According to state statistics, 22,140 Rockaway residents were admitted to hospitals in 2010. A substantial portion of those residents, the report says, went to hospitals outside of Rockaway, with 13.5 percent going to Nassau County hospitals, 9.5 percent to Brooklyn, 8.3 percent to Manhattan and another 12.7 percent to other Queens hospitals off the peninsula.
While 87.3 percent of the hospital’s patients were from Rockaway zip codes, the report says, PHC served only 20.8 percent of the market.
The hospital’s inpatient volume declined steadily from a high of 5,707 patients in 2004 to 5,267 in 2010. The average daily census dropped to 72 in 2010 from 118 in 2005, a drop of almost 39 percent, the report says. In addition, use of the hospital’s emergency room dropped to 22,000 visits a year in 2010 from a high if 26,430 in 2005.

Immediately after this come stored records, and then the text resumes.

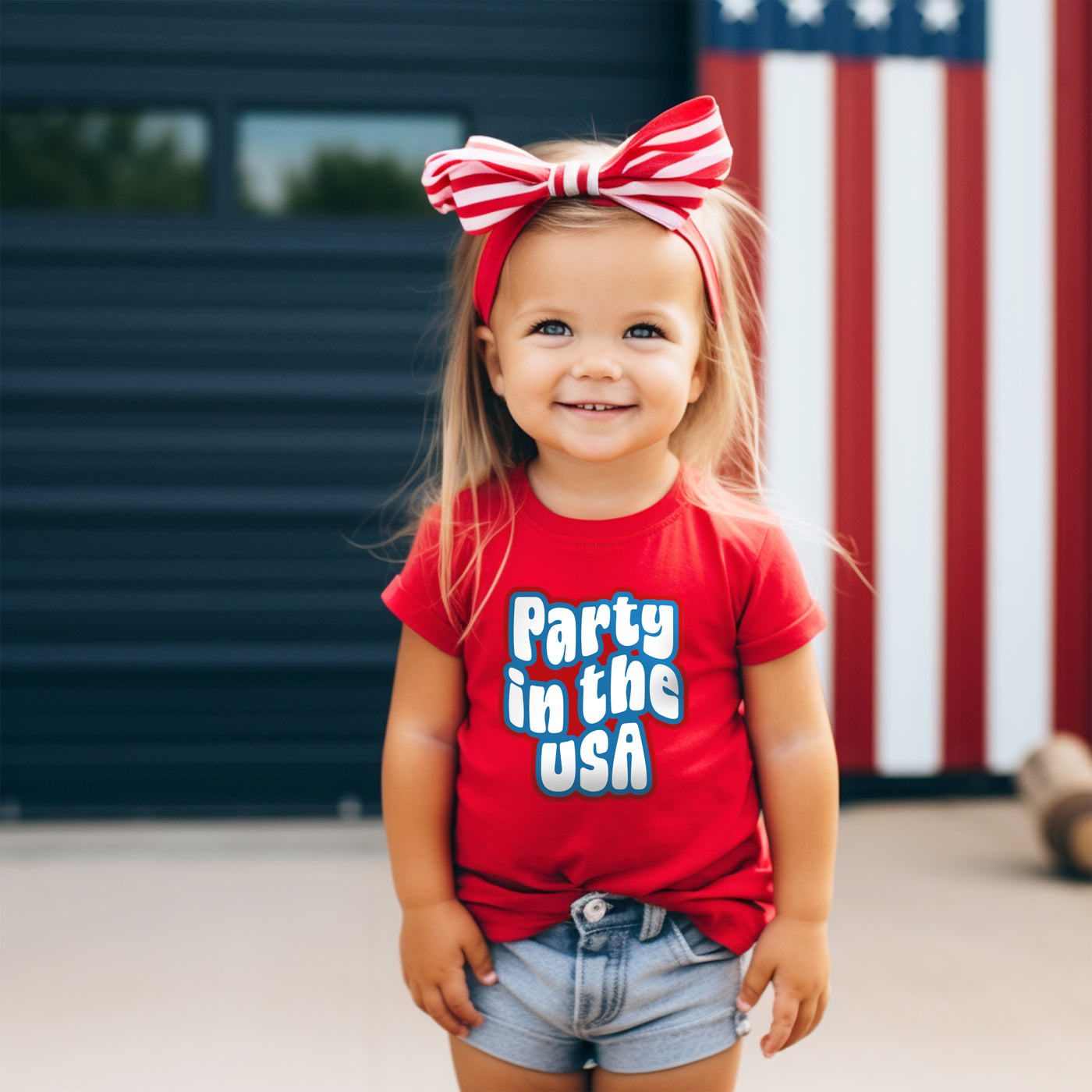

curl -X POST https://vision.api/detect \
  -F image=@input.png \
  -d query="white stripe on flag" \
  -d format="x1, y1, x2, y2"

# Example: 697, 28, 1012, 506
876, 58, 945, 775
761, 54, 833, 702
986, 0, 1054, 772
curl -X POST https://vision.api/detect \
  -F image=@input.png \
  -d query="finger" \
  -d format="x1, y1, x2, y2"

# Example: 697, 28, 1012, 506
736, 949, 773, 1012
463, 933, 497, 986
440, 973, 483, 1027
811, 986, 830, 1031
761, 991, 800, 1058
785, 1000, 816, 1046
421, 986, 469, 1038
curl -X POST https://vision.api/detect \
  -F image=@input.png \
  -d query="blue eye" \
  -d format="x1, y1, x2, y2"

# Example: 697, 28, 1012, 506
626, 322, 664, 338
527, 319, 573, 338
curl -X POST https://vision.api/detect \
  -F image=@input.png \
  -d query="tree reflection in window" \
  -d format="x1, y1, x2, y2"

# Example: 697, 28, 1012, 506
237, 112, 464, 216
0, 105, 208, 213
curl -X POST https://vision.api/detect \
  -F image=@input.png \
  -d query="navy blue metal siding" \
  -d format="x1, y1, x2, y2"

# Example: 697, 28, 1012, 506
0, 0, 690, 817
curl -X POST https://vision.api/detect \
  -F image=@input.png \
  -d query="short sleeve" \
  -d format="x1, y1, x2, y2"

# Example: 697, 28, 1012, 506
736, 524, 827, 664
381, 505, 462, 656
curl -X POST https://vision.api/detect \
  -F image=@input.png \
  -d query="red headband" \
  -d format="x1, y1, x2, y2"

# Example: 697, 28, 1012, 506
421, 95, 732, 324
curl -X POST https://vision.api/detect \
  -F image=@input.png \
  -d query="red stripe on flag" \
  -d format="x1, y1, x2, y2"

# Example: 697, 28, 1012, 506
698, 52, 762, 208
944, 65, 986, 770
832, 60, 876, 772
1054, 0, 1092, 740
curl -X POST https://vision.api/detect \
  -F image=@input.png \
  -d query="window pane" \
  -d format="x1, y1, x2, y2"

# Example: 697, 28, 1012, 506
0, 105, 208, 212
238, 112, 465, 216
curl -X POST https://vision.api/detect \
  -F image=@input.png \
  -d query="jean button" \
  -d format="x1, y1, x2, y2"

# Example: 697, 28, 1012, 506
584, 899, 607, 922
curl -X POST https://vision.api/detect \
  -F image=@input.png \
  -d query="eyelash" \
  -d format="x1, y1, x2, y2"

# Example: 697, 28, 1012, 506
527, 319, 667, 338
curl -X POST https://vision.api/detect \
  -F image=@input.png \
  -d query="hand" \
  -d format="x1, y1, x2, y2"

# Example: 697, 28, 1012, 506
399, 899, 497, 1038
736, 914, 830, 1058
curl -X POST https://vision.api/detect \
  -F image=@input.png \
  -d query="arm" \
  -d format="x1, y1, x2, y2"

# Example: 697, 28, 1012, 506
737, 644, 838, 1057
383, 626, 496, 1037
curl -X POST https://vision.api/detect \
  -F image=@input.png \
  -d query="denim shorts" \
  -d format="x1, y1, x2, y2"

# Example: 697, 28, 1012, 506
463, 891, 750, 1073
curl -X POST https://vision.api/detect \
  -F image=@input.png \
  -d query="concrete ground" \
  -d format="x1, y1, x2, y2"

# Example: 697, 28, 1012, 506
0, 800, 1092, 1092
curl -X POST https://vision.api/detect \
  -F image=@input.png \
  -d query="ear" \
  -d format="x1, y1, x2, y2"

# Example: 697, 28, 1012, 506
474, 327, 505, 399
687, 353, 709, 404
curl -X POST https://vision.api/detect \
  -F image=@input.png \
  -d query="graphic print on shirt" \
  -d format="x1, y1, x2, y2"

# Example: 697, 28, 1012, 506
502, 590, 683, 796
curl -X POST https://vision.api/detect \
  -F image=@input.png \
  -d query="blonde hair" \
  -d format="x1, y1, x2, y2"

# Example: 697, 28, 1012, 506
388, 140, 863, 636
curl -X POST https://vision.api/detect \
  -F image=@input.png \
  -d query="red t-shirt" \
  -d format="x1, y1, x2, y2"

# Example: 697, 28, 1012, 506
383, 466, 825, 953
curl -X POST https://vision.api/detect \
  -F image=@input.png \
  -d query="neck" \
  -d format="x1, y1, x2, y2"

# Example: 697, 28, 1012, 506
527, 443, 679, 519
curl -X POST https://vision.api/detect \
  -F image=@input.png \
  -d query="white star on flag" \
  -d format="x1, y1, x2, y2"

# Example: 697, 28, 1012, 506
849, 0, 895, 30
721, 0, 758, 23
916, 0, 963, 34
781, 0, 827, 27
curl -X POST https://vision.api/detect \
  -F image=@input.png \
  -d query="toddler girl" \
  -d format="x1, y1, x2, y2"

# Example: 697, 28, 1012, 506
383, 98, 838, 1092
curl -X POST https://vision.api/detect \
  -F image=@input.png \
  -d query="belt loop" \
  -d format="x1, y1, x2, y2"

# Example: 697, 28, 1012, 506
636, 902, 667, 940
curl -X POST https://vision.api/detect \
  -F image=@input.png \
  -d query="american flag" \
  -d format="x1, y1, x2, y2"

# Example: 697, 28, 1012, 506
698, 0, 1092, 775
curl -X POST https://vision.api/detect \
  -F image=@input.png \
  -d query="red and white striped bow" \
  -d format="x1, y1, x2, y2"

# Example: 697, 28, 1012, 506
421, 95, 732, 235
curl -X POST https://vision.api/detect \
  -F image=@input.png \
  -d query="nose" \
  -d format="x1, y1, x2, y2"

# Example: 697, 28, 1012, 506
573, 345, 622, 388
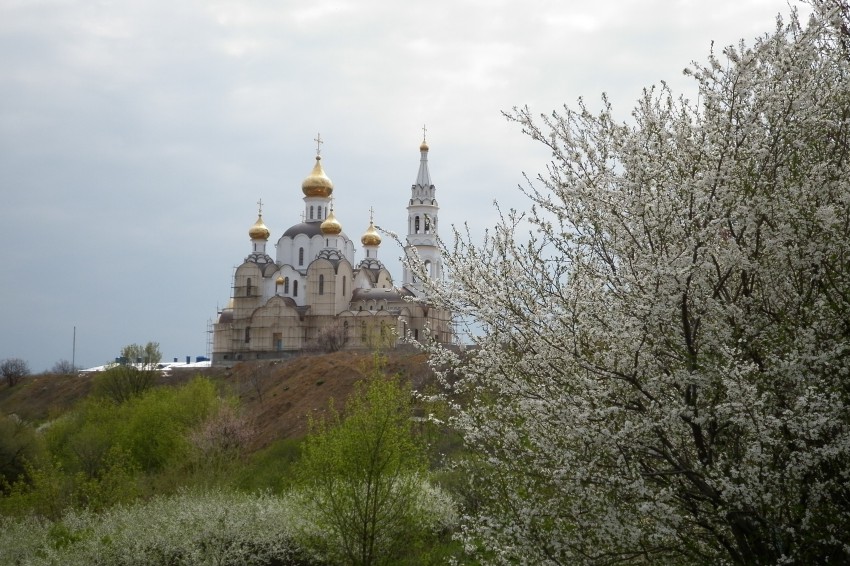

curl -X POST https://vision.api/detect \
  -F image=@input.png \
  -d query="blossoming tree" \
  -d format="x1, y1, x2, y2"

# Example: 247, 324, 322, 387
419, 0, 850, 564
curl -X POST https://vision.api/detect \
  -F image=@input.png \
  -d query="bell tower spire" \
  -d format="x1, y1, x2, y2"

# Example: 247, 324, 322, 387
403, 132, 443, 291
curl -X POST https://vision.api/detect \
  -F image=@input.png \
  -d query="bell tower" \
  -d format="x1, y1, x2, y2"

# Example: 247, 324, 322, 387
403, 127, 443, 292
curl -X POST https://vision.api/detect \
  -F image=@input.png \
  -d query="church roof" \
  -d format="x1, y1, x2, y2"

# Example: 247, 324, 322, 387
351, 287, 413, 302
282, 220, 322, 238
414, 139, 431, 188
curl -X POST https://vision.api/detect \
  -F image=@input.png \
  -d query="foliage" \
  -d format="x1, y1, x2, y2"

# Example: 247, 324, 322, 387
0, 358, 30, 387
420, 1, 850, 564
0, 415, 44, 493
50, 360, 77, 375
234, 438, 303, 493
120, 342, 162, 370
0, 378, 225, 518
297, 356, 448, 565
0, 491, 307, 566
93, 342, 162, 403
189, 403, 256, 482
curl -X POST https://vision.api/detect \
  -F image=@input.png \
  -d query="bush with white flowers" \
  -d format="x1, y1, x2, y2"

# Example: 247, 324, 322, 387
0, 491, 306, 566
413, 0, 850, 564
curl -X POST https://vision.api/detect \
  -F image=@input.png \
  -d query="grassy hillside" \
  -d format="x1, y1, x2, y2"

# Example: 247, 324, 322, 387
0, 350, 430, 450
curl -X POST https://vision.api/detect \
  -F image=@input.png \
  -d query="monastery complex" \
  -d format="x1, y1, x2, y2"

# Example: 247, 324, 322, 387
212, 134, 453, 365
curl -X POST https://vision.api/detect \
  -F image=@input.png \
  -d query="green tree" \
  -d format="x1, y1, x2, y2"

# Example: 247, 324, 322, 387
93, 342, 162, 403
0, 358, 30, 387
297, 356, 425, 565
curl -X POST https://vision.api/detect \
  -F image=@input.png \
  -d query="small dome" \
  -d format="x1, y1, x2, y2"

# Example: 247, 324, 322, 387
360, 222, 381, 246
248, 214, 271, 240
320, 210, 342, 236
301, 155, 334, 198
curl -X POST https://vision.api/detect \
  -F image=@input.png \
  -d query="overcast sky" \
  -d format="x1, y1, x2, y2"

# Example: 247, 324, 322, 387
0, 0, 804, 372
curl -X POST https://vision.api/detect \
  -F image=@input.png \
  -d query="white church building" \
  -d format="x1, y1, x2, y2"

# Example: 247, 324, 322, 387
212, 139, 453, 365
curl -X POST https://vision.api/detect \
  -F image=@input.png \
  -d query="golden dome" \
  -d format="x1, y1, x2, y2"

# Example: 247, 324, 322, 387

According to the report, “PHC’s debt and ongoing operational losses compromised patient safety as well as basic hospital operations. PHC was unable to meet payroll to retain adequate staffing, could not pay vendors providing such services as intravenous fluids, laundry services, operating room supplies or garbage removal.” Now that the hospital is closed, DOH says that it will continue to monitor a grant that will assist both St. John’s Episcopal Hospital and the Joseph P. Addabbo Family Health Center pick up the slack after approvals from the state.
The state agency adds that it will work to develop a regional health plan for the Rockaways.
Aside from the state report, with all of the unused medications sold to a Long Island medical company and with furniture, machinery and equipment trucked away in past weeks, Lori Lapin Jones, the trustee appointed by the Federal Bankruptcy Court for the Eastern District of New York, has asked permission to hire a company to pick up, index, sort, store and eventually destroy nearly 20,000 boxes of medical records from the shuttered Peninsula Hospital Center.
Jones plans to hire CitiStorage to handle all of the former hospital’s medical and radiological records from the past 20 years, eventually making them available to former patients.
“The trustee believes that it is both necessary and appropriate to address the custody and storage of patient records at this time,” she wrote to judge Elizabeth Stong in her motion. “In accordance with the court’s order, a public liquidation sale of PHC’s machinery, furniture and equipment was conducted on June 27 and the trustee is continuing the wind down of PHC and will ultimately need to vacate the property.”
Most of the records are now stored at PHC, but CitiStorage already has more than 16,000 boxes of records and MediSys, the healthcare giant that ran PHC until it walked away early last summer, still has more than 2,000 boxes.
Jones told the court that she will notify former patients of how to access their records in three ways: by updating the hospital’s website with the information; by adding the information to the former hospital’s telephone message and by posting signs around the property.
Those who want their records will have to fill out a number of forms required by the federal HIPAA law and will have to pay an undetermined copying fee, officials say.